Delivering on What Customers Really Need
In a November podcast interview with Tim Ferriss, marketing guru Seth Godin expanded on one of the most famous marketing aphorisms:
Ted Levitt was the godfather of marketing in the early 1960s. He wrote a paper called Marketing Myopia that changed the game for a lot of people. In that paper in Harvard Business Review, he wrote, “No one buys a quarter-inch drill bit because they need a quarter-inch drill bit. What they need is a quarter-inch hole. That’s what you should sell them.”…What would you possibly need a quarter-inch hole for? What you need is a place to put the expansion bolt so you can put a screw in the wall.
But actually, you don’t need that. What you need is to put the shelf on the wall. But you don’t really need that.
What you need is a place to put the books that are cluttering your bedroom. But you don’t even really need that. What you need is the way you will feel when your spouse thanks you for cleaning things up. What you really need are safety and security and a feeling that you did something that was important.
There’s an investing lesson here.
If all Nike was doing was selling shoes, it would have faded into obscurity years ago. Instead, Nike sells an identity – in this case, an athletic identity. You don’t just buy running shoes, what you really need is to feel healthy, active, and accomplished. Nike has connected these things with its brand through decades of smart marketing and endorsements. Growing up in the 1980s, I totally believed that if I could only buy a pair of Air Jordans, I could dunk like Mike. Subconsciously, I probably still do!
As another example, if all First Republic Bank was doing was offering commodity bank services, it wouldn’t have higher net promoter scores than some of the most beloved consumer products in the U.S.
So, what is First Republic really selling? What its high-net worth customers really need is time. The last thing a busy person wants to do is spend an hour with multiple customer service representatives to fix a minor problem. At First Republic, you have one point of contact for holistic financial solutions. Simple.

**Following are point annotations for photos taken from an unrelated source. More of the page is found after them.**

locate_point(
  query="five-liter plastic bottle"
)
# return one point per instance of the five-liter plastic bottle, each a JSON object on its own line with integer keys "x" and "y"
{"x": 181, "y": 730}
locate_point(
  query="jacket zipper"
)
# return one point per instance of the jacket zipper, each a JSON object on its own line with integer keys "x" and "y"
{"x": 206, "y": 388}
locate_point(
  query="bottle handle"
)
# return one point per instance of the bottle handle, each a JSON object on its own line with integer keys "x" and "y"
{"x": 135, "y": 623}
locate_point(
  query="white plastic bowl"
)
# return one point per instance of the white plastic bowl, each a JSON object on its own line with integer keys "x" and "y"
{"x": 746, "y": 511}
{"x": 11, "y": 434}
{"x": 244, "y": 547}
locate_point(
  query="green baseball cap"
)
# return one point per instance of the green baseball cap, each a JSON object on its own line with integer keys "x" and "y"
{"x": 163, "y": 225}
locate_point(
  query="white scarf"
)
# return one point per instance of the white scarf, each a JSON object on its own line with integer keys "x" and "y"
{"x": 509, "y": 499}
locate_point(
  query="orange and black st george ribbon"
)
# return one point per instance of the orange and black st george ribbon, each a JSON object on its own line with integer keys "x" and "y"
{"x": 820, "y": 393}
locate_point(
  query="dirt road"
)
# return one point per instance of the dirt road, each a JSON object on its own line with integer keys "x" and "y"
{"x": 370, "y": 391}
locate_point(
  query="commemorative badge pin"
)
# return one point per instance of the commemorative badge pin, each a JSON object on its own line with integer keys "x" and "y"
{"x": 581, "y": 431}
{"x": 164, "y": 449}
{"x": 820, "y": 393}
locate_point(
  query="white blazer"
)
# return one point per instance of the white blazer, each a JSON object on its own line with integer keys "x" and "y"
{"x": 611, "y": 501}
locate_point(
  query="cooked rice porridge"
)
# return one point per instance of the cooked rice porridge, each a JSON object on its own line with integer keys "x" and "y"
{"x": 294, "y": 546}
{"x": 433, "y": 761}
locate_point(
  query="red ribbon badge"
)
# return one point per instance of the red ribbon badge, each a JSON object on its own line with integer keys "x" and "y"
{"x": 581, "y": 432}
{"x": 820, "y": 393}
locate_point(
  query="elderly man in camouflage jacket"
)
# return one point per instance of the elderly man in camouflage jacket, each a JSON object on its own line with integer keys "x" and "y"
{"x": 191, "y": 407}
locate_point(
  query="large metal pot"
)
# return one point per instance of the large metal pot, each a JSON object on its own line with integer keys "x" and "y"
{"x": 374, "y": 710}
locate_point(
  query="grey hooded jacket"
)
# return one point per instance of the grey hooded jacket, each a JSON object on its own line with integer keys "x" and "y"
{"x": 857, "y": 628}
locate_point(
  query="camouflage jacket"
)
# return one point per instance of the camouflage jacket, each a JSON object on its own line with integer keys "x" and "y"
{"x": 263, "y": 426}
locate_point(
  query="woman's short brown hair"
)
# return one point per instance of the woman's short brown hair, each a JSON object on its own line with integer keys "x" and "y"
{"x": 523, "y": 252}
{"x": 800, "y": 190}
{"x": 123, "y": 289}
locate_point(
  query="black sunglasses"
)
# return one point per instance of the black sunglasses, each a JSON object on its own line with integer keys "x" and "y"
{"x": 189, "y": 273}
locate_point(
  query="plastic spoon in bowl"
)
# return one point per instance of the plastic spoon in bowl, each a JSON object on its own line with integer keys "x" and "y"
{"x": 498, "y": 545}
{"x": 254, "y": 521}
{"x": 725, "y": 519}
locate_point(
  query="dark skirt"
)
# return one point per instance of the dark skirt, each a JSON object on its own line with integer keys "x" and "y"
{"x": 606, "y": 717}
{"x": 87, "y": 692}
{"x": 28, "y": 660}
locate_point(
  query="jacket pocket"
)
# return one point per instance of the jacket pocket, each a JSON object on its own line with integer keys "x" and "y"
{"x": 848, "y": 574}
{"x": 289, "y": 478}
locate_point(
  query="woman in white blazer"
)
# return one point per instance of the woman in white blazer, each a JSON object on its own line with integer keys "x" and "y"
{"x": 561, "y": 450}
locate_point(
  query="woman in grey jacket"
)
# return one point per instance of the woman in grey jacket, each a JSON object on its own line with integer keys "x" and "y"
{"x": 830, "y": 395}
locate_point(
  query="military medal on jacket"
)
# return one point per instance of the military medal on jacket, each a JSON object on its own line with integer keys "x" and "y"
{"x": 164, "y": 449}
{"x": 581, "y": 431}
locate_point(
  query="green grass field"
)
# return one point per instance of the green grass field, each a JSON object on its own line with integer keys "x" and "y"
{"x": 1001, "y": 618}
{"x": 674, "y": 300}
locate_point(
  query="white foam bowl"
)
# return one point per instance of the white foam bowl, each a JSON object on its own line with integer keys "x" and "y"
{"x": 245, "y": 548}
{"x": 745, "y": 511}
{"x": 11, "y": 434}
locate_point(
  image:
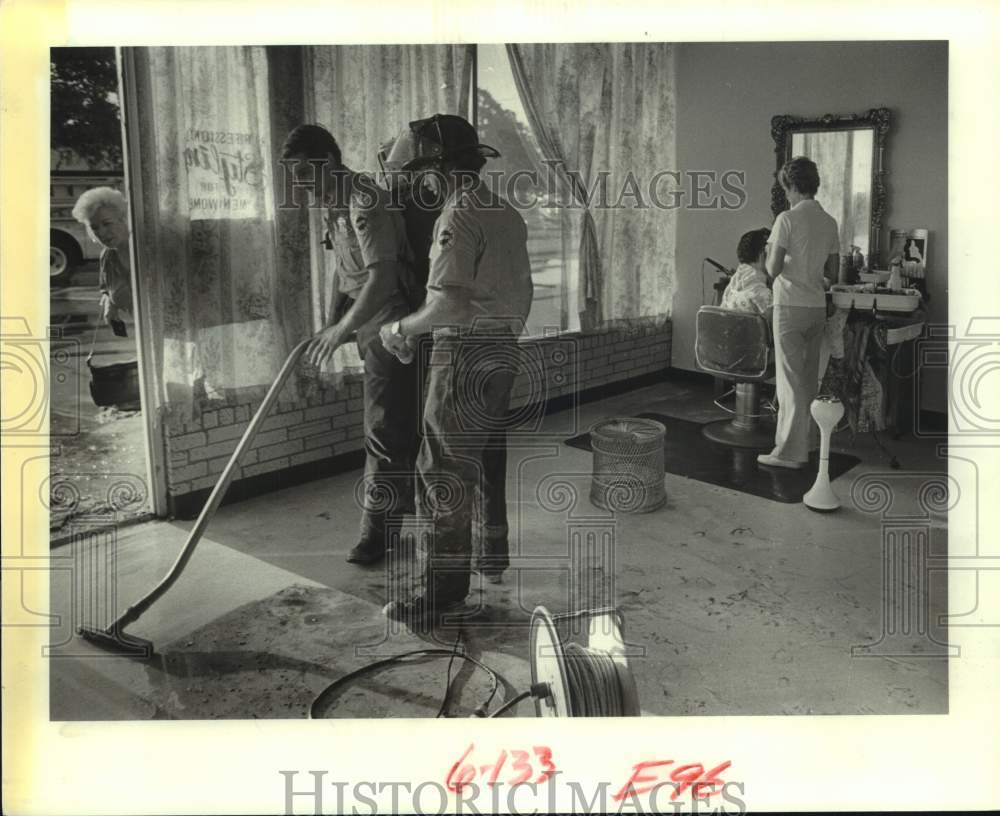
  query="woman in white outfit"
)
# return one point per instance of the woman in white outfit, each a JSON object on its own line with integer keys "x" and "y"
{"x": 804, "y": 244}
{"x": 104, "y": 212}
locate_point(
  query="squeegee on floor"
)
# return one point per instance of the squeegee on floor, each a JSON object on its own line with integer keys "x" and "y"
{"x": 114, "y": 637}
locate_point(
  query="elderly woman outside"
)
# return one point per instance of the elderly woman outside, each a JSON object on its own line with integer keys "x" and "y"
{"x": 105, "y": 214}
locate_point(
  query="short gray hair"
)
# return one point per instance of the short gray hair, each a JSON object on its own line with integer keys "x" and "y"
{"x": 92, "y": 200}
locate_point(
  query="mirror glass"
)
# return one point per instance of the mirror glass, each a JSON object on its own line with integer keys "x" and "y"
{"x": 844, "y": 159}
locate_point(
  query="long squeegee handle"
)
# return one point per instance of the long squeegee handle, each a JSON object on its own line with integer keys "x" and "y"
{"x": 218, "y": 492}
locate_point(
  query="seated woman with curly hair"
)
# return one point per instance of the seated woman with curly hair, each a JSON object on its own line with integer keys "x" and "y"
{"x": 104, "y": 213}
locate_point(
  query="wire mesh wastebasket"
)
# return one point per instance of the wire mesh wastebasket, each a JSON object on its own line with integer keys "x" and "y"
{"x": 628, "y": 465}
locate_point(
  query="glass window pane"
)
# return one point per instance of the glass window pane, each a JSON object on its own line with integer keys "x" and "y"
{"x": 520, "y": 176}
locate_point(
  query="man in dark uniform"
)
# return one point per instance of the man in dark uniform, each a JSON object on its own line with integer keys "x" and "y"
{"x": 479, "y": 293}
{"x": 375, "y": 283}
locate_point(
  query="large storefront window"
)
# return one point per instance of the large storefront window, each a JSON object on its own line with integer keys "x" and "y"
{"x": 521, "y": 177}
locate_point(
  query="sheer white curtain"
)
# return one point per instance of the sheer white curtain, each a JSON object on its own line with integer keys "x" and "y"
{"x": 218, "y": 301}
{"x": 609, "y": 108}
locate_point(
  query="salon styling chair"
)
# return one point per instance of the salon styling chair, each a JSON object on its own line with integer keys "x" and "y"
{"x": 735, "y": 346}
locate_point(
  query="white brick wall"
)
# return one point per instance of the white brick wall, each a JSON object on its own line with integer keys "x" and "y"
{"x": 329, "y": 422}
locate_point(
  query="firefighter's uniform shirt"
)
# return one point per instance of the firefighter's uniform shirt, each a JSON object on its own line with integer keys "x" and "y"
{"x": 480, "y": 249}
{"x": 369, "y": 232}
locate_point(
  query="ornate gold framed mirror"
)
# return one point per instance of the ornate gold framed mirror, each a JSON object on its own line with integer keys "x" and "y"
{"x": 849, "y": 150}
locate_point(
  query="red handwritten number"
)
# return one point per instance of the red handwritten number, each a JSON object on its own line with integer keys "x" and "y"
{"x": 496, "y": 768}
{"x": 710, "y": 781}
{"x": 465, "y": 776}
{"x": 522, "y": 763}
{"x": 685, "y": 776}
{"x": 544, "y": 754}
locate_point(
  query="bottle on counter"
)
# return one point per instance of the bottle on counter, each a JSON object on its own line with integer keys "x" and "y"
{"x": 896, "y": 274}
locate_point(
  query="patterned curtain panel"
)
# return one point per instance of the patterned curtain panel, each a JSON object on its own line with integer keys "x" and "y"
{"x": 365, "y": 95}
{"x": 604, "y": 113}
{"x": 220, "y": 304}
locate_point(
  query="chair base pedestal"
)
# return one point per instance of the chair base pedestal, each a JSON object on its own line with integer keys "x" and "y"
{"x": 728, "y": 432}
{"x": 745, "y": 430}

Finally, aftermarket airplane part supplier Transdigm’s states that they sell “reliable, well-engineered products, and deliver them on time,” but what its customers really need is on-time departures and happy airline passengers. A missing or broken part can ground a passenger jet, costing the airline and its passengers many multiples of the part’s cost in lost time, missed connections and frustration. On-time flights and happy passengers help airlines maximize their return on invested capital.
Knowing what a company is really selling also helps you understand if management is widening the moat or mortgaging the moat. It’s time to get nervous, for example, if you see a high-end luxury brand with an exclusive brand image going into the mass market to boost short-term growth. This strategy impairs the core customer value proposition.

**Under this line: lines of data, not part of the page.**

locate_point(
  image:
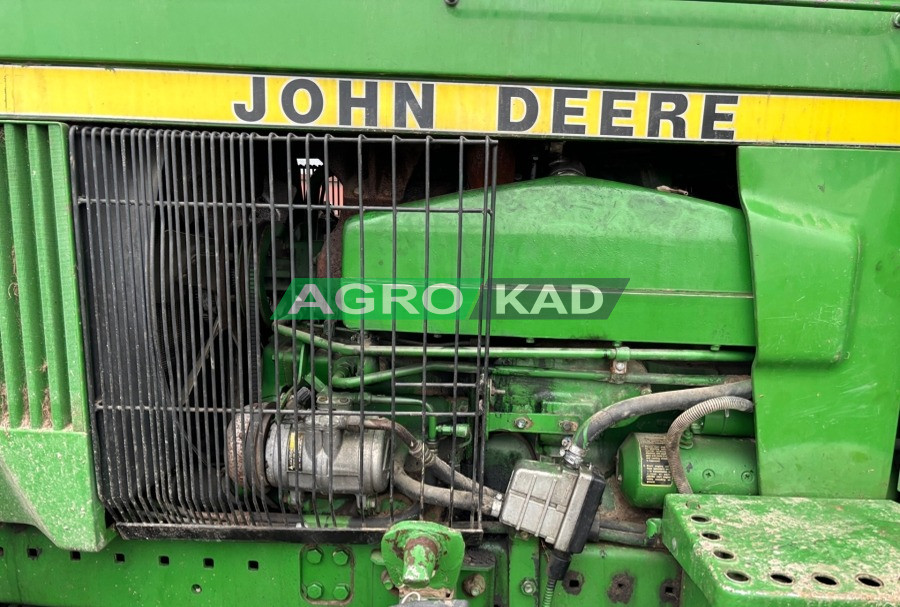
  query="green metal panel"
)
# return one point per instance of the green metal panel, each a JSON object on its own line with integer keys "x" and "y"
{"x": 713, "y": 464}
{"x": 686, "y": 259}
{"x": 46, "y": 470}
{"x": 826, "y": 265}
{"x": 660, "y": 42}
{"x": 748, "y": 551}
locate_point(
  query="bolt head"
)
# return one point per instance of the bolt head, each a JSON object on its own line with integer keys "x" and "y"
{"x": 342, "y": 592}
{"x": 386, "y": 580}
{"x": 314, "y": 556}
{"x": 474, "y": 585}
{"x": 528, "y": 587}
{"x": 340, "y": 557}
{"x": 314, "y": 591}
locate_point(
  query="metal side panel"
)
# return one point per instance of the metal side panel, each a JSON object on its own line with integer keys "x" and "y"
{"x": 743, "y": 551}
{"x": 825, "y": 251}
{"x": 46, "y": 470}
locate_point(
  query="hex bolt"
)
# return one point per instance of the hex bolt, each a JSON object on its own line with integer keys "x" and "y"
{"x": 386, "y": 580}
{"x": 340, "y": 557}
{"x": 314, "y": 591}
{"x": 567, "y": 425}
{"x": 528, "y": 587}
{"x": 342, "y": 592}
{"x": 474, "y": 585}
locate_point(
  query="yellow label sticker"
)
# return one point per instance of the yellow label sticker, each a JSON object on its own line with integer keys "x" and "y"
{"x": 334, "y": 103}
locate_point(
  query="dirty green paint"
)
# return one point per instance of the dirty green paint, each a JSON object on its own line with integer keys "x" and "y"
{"x": 327, "y": 573}
{"x": 173, "y": 572}
{"x": 713, "y": 464}
{"x": 793, "y": 539}
{"x": 605, "y": 573}
{"x": 660, "y": 43}
{"x": 420, "y": 554}
{"x": 46, "y": 470}
{"x": 693, "y": 289}
{"x": 826, "y": 265}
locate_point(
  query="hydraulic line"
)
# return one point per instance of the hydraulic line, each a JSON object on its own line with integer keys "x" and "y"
{"x": 684, "y": 421}
{"x": 466, "y": 500}
{"x": 441, "y": 469}
{"x": 658, "y": 402}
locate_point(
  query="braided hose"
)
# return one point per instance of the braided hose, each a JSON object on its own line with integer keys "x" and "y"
{"x": 684, "y": 421}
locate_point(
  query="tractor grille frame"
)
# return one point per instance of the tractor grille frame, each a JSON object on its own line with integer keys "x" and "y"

If all a company is doing is selling the best ¼” drill bit, or even promising the best ¼” holes, that’s not enough to build and sustain a moat. Eventually, someone else will figure out how to do it better and – poof! – there goes the moat. Indeed, this is what’s hurting some blue chip consumer staples companies. The type of companies we want to own are those that understand what its customers really need and relentlessly delivery on that one thing.

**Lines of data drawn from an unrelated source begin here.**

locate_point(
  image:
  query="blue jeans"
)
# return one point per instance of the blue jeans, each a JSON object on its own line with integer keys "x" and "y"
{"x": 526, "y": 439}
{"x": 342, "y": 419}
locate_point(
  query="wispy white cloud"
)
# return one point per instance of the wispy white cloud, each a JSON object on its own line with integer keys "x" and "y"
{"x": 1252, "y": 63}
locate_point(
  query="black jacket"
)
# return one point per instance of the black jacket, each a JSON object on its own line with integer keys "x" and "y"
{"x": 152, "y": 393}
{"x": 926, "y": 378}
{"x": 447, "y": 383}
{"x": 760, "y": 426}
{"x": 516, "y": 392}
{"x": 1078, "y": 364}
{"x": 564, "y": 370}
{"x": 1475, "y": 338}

As of the date of the post, clients invested in Ensemble Capital Management’s core equity strategy own shares of Nike (NKE), Transdigm (TDG), and First Republic Bank (FRC). These companies represent only a percentage of the full strategy. As a result of client-specific circumstances, individual clients may hold positions that are not part of Ensemble Capital’s core equity strategy. Ensemble is a fully discretionary advisor and may exit a portfolio position at any time without notice, in its own discretion.